The Phoebe A. Hearst Museum of Anthropology closed Sunday to begin a project to re-organize the museum’s inventory, which has also prompted additional renovations to the museum.
During the two years it will be closed, the museum will begin its collections-move project, which will cost the campus $4.2 million, according to a campus press release. Through the project, the museum’s underground storage space will be retrofitted, and its stored inventory will be re-organized.
After the move, the museum’s inventory will be stored in the UC Berkeley Regatta Art Collections Facility in Richmond and in a renovated space under the museum.
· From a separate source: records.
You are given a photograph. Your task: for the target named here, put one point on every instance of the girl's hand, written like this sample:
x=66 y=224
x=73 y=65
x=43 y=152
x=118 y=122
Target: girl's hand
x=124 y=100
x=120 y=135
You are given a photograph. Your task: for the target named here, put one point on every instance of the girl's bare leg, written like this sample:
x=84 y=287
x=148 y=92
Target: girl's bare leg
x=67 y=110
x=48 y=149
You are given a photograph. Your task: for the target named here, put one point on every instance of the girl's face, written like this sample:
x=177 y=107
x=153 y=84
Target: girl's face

Artifacts will no longer be stored in the Hearst Gym on Bancroft Way, and while this location has served the museum for a long time, the regatta facility will provide more appropriate storage conditions for the school’s artifacts, according to Penny Betts, head of development at the museum.
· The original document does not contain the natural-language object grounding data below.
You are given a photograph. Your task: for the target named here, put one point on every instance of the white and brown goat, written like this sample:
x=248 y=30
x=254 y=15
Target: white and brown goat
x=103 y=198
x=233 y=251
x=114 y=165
The museum will also spend time cataloging and maintaining its collections, according to Christine Shaff, communications director of the campus’s Facilities Services Department.
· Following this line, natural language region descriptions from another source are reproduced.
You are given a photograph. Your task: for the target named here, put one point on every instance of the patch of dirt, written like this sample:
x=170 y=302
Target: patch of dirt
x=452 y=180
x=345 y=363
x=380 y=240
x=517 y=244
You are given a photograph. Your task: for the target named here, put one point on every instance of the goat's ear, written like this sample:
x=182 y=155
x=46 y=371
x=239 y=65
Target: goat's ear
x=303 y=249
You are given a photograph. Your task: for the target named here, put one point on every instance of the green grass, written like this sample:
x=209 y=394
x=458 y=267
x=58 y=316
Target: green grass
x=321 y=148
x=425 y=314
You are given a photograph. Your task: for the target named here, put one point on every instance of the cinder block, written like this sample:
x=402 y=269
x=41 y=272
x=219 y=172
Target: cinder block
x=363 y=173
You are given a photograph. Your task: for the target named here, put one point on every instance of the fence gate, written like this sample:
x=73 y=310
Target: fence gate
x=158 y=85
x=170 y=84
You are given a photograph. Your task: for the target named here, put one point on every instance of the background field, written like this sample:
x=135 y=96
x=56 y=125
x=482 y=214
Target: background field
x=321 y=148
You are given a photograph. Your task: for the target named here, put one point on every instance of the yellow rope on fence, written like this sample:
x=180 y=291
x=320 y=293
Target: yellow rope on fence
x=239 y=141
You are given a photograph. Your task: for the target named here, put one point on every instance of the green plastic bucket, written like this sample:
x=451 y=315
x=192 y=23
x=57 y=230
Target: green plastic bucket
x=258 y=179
“The regatta space will be better suited for storage for the kind of artifacts and materials that they have (at the museum),” Shaff said.
According to Betts, the climate-controlled regatta facility will not only provide appropriate conditions for the collections, but will also provide easier access to artifacts, because it will be modified to improve its accessibility.
“We came specifically for the native Californian cultures exhibit,” said Elena Tarango, who came from Sacramento to visit the museum for the first time on Friday. “It was neat to see some of the things here and to know that they’re kept safe.”
Although the museum will be closed for two years, this will not affect the current museum staff, and in fact, 15 additional staff members have been hired to help with moving the collections.
The museum has also announced that its facilities will undergo renovation during the collection-move project. The renovations will be privately funded and will include improved museum galleries, a new welcome center, an updated entryway and a number of additional improvements.
The opportunity for the renovations presented itself when it became apparent that seismic retrofitting as well as improvements to the underground storage space would be necessary. According to Shaff, plans for the renovations have not yet been approved.
“There are a number of steps in this process (of renovating the museum), and we have gone through some, and there are more to come,” Betts said.
During the move and renovation, there will be a two-year moratorium on loans, acquisitions, research, classes held in collections areas and new publication photography. However, the renovation will not affect the classrooms in Kroeber Hall, which houses the museum.